Keywords: Male infertility, Y-chromosome, Microdeletions, Multiplex PCR, AZFc
Introduction
Approximately 10 % of couples that are of childbearing age suffer from infertility, of which male spermatogenic disorders are one of the major causes. Y chromosome infertility is characterized by azoospermia (absence of sperm), severe oligozoospermia (<5 × 106 sperm/ml semen) and moderate oligozoospermia (5–20 × 106 sperm/ml semen) [1, 2], which account for 10 % of male fertility cases. In addition to vas deferens obstruction, infections of the reproductive system and gonadal endocrine disorders, genetics are also a crucial factor contributing to male infertility [3]. It is widely believed that at least three nonoverlapping regions of the human Y chromosome-AZFa, AZFb, and AZFc (“azoospermia factors” a, b, and c)—are essential for normal spermatogenesis [4]. Today the sequence of the MSY [5] and the molecular mechanism resulting in microdeletions have been clarified. This resulted in a new model of deletions in which the AZFb and AZFc regions are overlapping (called AZFd) [6, 7]. And the STS of AZFd were mainly including sY133, sY145, sY153, and sY152 [7]. Microdeletions at any subregion can result in a spermatogenic disorder [8].

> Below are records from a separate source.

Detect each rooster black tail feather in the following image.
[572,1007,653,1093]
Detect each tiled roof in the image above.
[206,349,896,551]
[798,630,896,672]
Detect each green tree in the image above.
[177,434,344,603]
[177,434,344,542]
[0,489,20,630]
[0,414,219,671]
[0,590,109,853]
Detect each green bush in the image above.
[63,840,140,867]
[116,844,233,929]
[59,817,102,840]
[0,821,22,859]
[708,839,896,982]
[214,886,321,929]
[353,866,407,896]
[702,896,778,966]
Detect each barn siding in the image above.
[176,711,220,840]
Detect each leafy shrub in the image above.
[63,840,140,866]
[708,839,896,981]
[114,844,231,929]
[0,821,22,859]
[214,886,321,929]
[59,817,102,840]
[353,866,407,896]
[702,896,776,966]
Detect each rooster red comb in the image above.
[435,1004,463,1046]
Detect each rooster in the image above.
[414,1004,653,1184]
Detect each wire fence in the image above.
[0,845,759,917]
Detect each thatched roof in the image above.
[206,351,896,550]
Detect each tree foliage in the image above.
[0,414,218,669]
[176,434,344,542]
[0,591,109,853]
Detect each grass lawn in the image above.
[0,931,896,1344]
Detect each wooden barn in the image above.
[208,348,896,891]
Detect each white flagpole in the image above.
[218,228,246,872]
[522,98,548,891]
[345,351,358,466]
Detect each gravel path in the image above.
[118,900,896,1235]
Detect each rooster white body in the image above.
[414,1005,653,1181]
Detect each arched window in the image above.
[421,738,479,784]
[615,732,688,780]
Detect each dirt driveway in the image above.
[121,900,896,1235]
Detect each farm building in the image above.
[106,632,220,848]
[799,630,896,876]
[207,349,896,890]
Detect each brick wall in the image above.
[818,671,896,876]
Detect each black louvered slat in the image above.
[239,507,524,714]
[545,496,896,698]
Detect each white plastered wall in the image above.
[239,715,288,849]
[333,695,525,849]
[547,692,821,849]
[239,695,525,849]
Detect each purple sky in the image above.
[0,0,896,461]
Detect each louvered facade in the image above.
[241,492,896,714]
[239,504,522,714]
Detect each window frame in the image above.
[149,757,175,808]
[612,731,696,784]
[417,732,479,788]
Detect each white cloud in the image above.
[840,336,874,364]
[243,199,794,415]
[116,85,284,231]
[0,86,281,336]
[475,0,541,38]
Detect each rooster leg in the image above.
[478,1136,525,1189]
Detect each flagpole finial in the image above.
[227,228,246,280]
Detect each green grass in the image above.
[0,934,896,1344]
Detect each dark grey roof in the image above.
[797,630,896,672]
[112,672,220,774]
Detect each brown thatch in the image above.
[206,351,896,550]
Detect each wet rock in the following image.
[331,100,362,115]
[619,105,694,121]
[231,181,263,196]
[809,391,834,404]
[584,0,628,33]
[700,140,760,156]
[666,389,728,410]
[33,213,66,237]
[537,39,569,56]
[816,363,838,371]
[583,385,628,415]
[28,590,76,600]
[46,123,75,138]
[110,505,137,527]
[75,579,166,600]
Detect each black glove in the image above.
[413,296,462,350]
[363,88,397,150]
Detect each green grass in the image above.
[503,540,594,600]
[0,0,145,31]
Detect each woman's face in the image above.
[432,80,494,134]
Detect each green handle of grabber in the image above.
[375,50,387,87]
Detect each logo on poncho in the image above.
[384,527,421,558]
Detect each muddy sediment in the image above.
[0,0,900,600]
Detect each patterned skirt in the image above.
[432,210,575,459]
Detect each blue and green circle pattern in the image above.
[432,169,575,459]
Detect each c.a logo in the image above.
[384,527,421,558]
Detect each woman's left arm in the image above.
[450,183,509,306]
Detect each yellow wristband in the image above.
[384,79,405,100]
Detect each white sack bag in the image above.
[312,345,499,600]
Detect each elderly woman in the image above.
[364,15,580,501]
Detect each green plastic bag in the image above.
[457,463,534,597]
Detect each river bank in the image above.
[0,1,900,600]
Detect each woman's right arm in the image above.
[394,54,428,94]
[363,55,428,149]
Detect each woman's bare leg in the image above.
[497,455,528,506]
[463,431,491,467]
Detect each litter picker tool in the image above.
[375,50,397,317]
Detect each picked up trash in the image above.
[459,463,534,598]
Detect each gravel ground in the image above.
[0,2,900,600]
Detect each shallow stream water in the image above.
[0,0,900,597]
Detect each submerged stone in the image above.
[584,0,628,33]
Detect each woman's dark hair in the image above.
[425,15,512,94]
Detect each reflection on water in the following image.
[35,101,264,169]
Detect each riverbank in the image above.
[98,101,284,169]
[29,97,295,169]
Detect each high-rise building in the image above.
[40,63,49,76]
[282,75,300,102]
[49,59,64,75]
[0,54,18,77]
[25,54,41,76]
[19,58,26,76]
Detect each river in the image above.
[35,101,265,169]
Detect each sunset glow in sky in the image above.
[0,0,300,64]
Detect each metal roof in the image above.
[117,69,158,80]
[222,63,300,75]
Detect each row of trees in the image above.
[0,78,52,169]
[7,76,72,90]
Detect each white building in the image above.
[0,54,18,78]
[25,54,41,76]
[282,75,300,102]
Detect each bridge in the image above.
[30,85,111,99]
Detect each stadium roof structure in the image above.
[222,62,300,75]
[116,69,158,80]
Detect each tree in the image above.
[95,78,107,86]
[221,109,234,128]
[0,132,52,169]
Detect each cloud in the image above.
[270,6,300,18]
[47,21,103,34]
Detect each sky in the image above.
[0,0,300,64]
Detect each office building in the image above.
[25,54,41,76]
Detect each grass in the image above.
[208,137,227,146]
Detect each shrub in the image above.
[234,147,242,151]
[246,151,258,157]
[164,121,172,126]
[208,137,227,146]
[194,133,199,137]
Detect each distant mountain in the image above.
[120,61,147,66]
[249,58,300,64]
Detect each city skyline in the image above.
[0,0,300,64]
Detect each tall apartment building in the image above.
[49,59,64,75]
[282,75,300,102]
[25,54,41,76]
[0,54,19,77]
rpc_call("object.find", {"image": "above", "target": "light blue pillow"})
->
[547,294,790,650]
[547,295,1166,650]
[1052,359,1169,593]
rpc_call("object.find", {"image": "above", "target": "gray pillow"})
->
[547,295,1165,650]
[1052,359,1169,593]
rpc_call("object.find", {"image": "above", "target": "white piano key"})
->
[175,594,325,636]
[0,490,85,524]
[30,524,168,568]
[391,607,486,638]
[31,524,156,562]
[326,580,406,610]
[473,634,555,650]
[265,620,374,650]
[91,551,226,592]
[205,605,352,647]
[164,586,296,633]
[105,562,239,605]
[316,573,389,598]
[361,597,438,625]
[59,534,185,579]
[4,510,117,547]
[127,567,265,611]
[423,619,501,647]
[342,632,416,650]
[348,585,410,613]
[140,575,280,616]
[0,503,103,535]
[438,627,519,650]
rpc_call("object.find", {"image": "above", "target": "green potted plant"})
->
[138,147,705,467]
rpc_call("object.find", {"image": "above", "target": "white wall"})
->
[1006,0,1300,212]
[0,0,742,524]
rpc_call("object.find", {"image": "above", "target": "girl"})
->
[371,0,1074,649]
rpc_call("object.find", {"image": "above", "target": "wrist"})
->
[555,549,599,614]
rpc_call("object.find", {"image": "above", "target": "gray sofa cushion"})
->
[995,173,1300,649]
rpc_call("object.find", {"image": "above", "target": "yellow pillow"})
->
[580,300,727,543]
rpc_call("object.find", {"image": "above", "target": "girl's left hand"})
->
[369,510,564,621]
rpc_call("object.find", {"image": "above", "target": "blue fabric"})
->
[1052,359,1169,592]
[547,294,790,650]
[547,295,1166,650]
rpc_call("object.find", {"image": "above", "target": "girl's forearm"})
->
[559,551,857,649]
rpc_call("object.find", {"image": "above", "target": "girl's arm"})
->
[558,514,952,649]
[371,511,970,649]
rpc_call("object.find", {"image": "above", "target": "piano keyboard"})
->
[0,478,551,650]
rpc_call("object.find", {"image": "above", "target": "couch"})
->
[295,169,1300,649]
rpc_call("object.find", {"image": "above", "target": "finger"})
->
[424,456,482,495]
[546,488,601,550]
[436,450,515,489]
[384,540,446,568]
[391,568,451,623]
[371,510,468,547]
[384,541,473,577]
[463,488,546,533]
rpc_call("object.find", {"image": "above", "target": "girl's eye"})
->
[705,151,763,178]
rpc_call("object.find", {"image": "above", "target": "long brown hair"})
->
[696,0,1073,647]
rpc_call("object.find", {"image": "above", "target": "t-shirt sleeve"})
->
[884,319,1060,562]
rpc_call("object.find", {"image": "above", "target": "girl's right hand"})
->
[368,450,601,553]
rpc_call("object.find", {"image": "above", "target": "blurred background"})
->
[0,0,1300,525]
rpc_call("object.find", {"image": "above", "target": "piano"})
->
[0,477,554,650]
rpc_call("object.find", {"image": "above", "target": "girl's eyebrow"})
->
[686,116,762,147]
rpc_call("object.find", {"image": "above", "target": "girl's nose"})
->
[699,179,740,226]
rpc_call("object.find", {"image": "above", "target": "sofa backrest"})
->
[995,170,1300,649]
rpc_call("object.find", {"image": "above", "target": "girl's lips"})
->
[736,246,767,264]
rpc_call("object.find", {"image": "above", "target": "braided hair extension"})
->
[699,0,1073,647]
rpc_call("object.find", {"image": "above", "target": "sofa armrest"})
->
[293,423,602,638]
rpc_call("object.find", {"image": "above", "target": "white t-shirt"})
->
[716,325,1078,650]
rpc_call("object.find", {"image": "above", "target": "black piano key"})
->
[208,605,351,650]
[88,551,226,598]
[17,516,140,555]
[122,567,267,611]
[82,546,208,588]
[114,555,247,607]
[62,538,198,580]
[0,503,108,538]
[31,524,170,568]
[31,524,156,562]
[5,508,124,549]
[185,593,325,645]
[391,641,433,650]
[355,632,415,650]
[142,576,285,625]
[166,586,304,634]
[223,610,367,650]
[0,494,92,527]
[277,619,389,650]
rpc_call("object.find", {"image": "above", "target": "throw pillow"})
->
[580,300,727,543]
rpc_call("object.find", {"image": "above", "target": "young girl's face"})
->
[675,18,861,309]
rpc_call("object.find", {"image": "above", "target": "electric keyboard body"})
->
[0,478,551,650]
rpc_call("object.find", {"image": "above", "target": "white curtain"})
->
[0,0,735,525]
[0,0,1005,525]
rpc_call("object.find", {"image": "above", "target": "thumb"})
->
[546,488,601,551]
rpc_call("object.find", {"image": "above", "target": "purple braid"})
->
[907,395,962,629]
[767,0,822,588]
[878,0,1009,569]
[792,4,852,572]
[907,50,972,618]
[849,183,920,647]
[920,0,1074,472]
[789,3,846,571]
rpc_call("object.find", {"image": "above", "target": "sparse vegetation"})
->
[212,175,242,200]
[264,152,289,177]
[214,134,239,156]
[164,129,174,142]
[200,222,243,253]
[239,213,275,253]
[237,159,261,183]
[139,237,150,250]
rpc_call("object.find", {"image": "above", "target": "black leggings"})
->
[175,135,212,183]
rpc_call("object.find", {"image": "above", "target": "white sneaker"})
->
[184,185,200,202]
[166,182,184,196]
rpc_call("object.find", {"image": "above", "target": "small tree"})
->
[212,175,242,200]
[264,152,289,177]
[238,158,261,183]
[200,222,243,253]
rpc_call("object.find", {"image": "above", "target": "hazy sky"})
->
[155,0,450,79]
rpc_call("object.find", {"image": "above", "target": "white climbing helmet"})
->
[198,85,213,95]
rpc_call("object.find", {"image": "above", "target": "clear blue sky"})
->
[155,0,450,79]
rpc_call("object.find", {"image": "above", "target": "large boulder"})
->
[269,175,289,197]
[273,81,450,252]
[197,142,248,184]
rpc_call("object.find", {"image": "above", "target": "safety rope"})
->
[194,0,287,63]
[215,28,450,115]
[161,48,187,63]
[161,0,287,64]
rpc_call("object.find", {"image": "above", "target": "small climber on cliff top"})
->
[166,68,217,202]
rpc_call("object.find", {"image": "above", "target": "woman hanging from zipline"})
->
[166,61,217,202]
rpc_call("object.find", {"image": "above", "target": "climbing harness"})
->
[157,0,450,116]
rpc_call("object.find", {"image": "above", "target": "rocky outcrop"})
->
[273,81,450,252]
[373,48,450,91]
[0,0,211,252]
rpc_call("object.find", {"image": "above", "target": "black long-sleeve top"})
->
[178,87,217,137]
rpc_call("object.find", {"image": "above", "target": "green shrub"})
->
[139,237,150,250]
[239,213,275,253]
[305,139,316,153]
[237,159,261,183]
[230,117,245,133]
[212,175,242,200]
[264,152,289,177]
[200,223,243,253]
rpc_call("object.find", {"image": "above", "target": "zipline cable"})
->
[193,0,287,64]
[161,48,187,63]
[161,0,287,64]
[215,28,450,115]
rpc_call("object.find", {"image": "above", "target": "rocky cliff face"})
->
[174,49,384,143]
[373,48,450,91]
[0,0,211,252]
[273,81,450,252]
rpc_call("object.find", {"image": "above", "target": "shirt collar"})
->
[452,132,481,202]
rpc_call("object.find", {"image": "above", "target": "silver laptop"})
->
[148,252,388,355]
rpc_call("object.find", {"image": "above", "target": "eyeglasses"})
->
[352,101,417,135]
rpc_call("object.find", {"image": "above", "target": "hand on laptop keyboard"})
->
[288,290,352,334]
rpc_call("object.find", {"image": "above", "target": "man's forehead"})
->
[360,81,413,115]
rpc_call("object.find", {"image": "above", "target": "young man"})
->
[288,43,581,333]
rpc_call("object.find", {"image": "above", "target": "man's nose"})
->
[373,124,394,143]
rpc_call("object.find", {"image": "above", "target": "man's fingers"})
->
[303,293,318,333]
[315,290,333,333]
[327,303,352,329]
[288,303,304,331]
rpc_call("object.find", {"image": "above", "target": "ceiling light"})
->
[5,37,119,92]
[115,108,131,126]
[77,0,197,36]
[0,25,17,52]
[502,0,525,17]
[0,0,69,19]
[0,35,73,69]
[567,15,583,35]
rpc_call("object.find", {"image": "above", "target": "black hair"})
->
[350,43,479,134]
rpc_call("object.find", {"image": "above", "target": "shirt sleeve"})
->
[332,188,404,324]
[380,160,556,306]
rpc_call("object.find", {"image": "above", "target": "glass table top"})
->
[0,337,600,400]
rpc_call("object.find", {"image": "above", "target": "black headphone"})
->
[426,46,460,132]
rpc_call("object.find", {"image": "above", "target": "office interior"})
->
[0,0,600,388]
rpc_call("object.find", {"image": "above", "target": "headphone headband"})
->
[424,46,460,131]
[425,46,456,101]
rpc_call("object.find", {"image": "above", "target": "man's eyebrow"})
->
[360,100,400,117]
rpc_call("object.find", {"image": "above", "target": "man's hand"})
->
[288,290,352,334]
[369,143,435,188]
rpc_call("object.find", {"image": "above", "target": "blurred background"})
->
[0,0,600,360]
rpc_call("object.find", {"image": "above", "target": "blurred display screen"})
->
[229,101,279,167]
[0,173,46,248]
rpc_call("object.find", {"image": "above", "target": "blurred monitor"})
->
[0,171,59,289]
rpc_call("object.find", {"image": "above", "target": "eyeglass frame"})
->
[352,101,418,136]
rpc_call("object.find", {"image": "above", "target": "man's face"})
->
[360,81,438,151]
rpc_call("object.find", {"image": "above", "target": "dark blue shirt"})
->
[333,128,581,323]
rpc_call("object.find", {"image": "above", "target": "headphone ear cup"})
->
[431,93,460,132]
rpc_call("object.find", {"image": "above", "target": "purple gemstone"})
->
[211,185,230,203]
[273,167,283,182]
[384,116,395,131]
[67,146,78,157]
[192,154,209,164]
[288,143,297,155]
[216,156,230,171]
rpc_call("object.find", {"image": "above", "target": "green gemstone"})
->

In recent years, the technique of intracytoplasmic sperm injection (ICSI) offers new hope for men with severe oligozoospermia and azoospermia to achieve successful fertilizations and pregnancies [9]. However, the Yq microdeletions, especially deletion of AZFc region, might have a potential risk to be transmitted from infertile fathers to their male offspring, who could also experience infertility, with the use of the ICSI procedure [10]. Thus, it is important to evaluate Yq microdeletions in infertility in men before assisted reproduction to provide appropriate information to the patients.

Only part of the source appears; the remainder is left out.